Classroom has the originality reports, which help students properly integrate external sources into their writing – while making it easy for instructors to check for potential plagiarism. However, access is limited to 5 originality reports per educator under Education Fundamentals.

“We wanted to promote the use of Classroom to more teachers, but absent more access to originality reports, it was becoming a tough sell,” says Fredheim. When he and Wongraven learned they could offer students and teachers unlimited access to originality reports by upgrading to Google Workspace for Education Plus, they suggested the municipality go for the upgrade.

Friedheim agrees that teaching students to take charge of the integrity of their work is a better solution than detecting plagiarism when a project is already complete.

“When I’m correcting term papers, I use video in Google Meet to give feedback,” explains Fredheim. “Students can invite me to a Google Doc, and using originality reports, we can work on papers together. So, instead of catching them after the fact, I can teach them how to avoid plagiarism in the first place.”

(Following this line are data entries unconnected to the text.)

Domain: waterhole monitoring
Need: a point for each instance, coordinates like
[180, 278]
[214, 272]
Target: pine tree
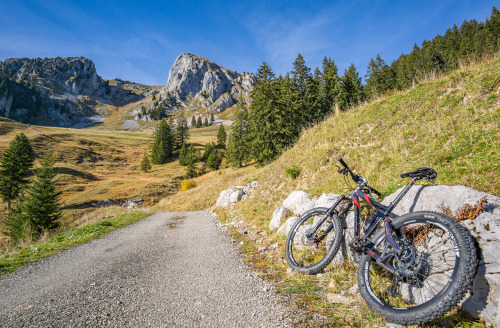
[351, 91]
[213, 161]
[183, 155]
[145, 163]
[221, 137]
[15, 165]
[238, 148]
[330, 86]
[190, 161]
[300, 75]
[163, 143]
[182, 130]
[41, 207]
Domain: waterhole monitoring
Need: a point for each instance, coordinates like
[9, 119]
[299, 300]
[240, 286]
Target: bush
[293, 171]
[187, 184]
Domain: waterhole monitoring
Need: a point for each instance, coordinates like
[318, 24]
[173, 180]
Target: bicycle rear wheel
[433, 272]
[311, 246]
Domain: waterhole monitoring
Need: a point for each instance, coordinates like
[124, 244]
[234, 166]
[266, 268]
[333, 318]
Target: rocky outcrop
[56, 91]
[194, 78]
[235, 194]
[484, 298]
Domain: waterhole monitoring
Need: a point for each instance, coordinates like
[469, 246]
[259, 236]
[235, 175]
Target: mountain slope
[57, 91]
[450, 124]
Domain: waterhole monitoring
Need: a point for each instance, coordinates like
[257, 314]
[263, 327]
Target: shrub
[293, 171]
[187, 184]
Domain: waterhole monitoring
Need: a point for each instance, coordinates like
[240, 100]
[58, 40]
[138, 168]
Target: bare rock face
[56, 91]
[196, 78]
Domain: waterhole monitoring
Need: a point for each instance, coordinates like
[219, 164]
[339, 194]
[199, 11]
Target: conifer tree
[182, 130]
[145, 163]
[163, 143]
[41, 207]
[238, 148]
[330, 86]
[15, 165]
[213, 161]
[351, 91]
[221, 137]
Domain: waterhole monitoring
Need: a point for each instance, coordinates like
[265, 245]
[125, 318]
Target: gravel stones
[144, 275]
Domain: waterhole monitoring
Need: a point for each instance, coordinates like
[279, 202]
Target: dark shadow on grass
[76, 173]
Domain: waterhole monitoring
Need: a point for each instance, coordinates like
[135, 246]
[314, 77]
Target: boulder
[278, 214]
[285, 227]
[235, 194]
[484, 299]
[299, 202]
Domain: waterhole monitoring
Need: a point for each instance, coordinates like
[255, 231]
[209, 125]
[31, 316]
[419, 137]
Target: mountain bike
[414, 269]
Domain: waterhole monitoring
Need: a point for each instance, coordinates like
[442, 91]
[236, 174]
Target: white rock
[285, 227]
[278, 215]
[299, 202]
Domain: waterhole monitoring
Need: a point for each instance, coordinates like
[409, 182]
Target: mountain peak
[216, 87]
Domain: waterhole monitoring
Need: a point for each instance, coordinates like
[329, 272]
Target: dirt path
[159, 272]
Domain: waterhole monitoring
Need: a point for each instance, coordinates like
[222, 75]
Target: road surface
[159, 272]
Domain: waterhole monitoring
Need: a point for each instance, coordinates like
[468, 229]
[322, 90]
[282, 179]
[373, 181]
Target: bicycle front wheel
[432, 274]
[313, 241]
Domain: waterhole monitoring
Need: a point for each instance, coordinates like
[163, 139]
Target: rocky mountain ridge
[194, 78]
[56, 91]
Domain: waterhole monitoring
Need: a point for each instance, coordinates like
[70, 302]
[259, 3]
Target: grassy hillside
[450, 124]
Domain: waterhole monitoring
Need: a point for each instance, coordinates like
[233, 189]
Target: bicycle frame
[381, 214]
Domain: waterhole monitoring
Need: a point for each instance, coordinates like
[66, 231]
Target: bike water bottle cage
[421, 173]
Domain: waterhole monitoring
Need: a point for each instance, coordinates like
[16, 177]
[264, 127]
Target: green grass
[73, 237]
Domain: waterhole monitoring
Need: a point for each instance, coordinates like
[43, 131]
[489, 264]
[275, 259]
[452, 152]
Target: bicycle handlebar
[355, 177]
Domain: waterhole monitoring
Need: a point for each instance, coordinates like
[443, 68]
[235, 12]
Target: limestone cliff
[213, 86]
[56, 91]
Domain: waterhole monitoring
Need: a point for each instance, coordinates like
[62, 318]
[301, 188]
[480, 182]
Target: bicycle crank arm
[379, 260]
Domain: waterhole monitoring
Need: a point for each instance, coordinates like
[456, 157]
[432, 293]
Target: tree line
[171, 139]
[282, 106]
[32, 203]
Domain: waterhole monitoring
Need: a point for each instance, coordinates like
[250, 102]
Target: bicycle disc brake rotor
[306, 241]
[411, 266]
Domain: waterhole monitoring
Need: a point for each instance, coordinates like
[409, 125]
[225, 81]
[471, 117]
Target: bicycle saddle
[421, 173]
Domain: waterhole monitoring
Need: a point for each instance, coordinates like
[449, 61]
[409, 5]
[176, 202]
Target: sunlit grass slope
[450, 124]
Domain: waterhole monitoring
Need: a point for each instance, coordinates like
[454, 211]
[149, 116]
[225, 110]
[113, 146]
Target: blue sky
[139, 40]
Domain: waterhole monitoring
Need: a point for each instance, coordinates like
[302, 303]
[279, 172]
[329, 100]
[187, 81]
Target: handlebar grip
[341, 161]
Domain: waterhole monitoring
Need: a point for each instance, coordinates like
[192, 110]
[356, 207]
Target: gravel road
[159, 272]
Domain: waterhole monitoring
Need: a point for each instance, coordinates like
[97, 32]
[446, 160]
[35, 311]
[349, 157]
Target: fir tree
[145, 163]
[183, 155]
[15, 165]
[238, 148]
[221, 137]
[182, 130]
[163, 143]
[41, 207]
[351, 91]
[213, 161]
[330, 86]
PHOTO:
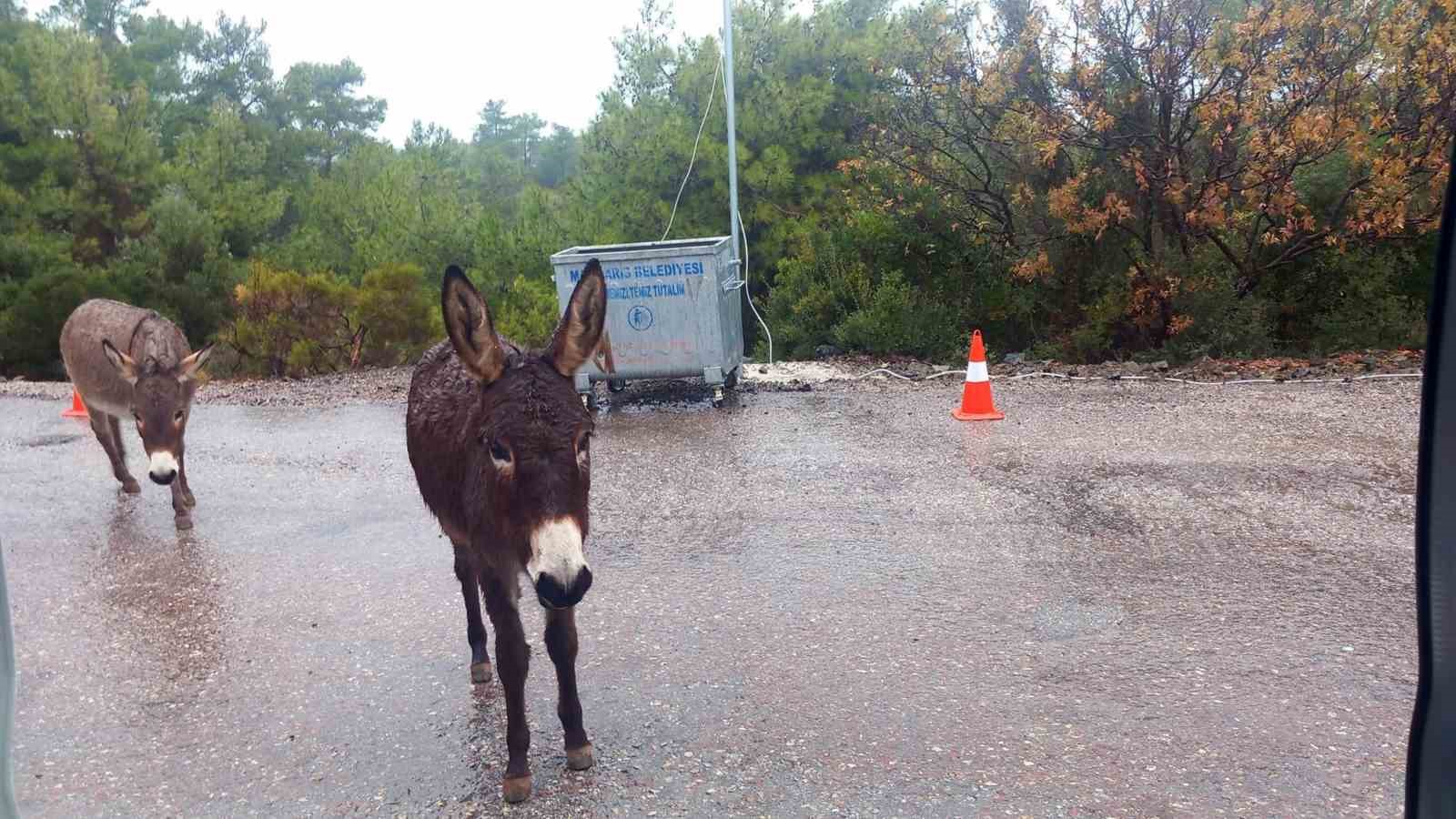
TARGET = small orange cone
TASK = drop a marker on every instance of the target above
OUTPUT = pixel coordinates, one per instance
(77, 409)
(976, 398)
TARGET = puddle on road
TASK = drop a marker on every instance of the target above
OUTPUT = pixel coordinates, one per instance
(50, 440)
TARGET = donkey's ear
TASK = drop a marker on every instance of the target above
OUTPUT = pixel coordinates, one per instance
(468, 321)
(187, 370)
(126, 368)
(580, 329)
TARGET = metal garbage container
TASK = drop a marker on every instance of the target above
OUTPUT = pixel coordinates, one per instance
(673, 310)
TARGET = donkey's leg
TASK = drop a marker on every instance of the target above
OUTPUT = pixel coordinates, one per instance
(473, 629)
(511, 658)
(108, 431)
(187, 491)
(561, 644)
(181, 515)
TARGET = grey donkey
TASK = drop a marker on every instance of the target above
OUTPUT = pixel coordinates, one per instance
(128, 361)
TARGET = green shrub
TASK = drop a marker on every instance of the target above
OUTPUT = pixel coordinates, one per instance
(398, 314)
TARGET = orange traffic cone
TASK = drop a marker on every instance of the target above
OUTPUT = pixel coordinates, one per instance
(976, 398)
(77, 409)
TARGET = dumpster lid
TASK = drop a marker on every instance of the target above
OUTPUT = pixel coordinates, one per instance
(640, 249)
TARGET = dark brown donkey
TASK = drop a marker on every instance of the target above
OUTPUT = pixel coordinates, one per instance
(500, 446)
(127, 361)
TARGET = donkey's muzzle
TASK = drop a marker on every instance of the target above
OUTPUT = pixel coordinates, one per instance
(552, 595)
(162, 468)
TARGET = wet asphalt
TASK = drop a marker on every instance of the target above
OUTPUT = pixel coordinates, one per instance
(1121, 601)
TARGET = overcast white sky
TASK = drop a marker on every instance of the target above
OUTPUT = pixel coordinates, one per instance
(436, 60)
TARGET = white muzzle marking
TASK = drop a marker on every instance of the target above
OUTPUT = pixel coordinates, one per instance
(557, 551)
(164, 464)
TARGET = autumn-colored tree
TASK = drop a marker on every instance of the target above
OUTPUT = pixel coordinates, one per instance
(1155, 131)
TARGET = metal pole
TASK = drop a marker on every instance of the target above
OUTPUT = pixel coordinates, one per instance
(733, 140)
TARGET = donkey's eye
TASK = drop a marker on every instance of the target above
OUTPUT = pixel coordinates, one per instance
(500, 450)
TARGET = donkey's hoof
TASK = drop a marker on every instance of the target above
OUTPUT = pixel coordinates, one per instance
(580, 758)
(517, 789)
(480, 672)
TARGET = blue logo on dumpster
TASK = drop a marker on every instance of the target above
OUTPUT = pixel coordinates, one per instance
(640, 317)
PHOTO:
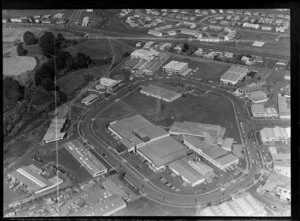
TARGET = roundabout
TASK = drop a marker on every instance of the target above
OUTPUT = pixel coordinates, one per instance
(86, 130)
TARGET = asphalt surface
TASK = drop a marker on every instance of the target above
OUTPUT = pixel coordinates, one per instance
(150, 190)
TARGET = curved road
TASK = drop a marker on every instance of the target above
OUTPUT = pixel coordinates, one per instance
(151, 191)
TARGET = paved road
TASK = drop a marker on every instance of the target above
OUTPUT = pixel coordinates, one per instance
(139, 180)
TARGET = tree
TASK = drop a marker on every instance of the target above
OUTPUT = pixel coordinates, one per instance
(185, 47)
(12, 90)
(46, 43)
(29, 38)
(21, 51)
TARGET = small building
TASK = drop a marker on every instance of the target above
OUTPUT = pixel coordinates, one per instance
(258, 44)
(234, 74)
(271, 135)
(227, 144)
(284, 107)
(257, 97)
(175, 67)
(91, 98)
(85, 158)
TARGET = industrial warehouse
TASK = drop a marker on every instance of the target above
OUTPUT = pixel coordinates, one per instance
(160, 92)
(214, 154)
(85, 158)
(275, 134)
(234, 74)
(211, 133)
(192, 172)
(55, 130)
(135, 131)
(30, 177)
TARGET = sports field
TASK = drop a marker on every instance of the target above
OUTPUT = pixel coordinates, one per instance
(210, 71)
(206, 108)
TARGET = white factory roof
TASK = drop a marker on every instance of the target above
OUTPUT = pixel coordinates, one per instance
(258, 43)
(234, 74)
(257, 96)
(258, 108)
(107, 81)
(89, 98)
(175, 65)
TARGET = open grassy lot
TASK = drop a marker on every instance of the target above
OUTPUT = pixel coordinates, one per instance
(66, 160)
(97, 49)
(72, 82)
(207, 108)
(145, 105)
(209, 71)
(114, 111)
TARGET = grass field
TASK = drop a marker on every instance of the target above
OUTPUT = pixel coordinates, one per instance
(205, 109)
(114, 111)
(66, 160)
(97, 49)
(210, 71)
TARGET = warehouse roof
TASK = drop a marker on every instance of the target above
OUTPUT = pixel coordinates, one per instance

Says Wongraven, “This is the kind of feedback-driven learning that we value and want to expand.”

Education Plus helps schools prepare for the future

Like many IT leaders in the education space, Wongraven sees positives in Kristiansand’s response to the COVID-19 pandemic in terms of technology adoption.

“We’ve had to move every teacher onto the technology path,” Wongraven says, especially teachers who were hesitant to use technology tools pre-pandemic. “Some of them have had moments when they suddenly realize the potential of tools like Education Fundamentals and Classroom, and say, ‘Oh, now I get it.’ Once that happens, they are off and running.”

Going forward, Kristiansand ICT leaders plan to tap into the capabilities of Education Plus to further improve digital solutions for teachers and students. “Norway has recently updated its national curriculum standards, so we must make some updates to comply with that,” says Wongraven. “We’re excited about finding new ways to use digital tools to teach critical thinking.”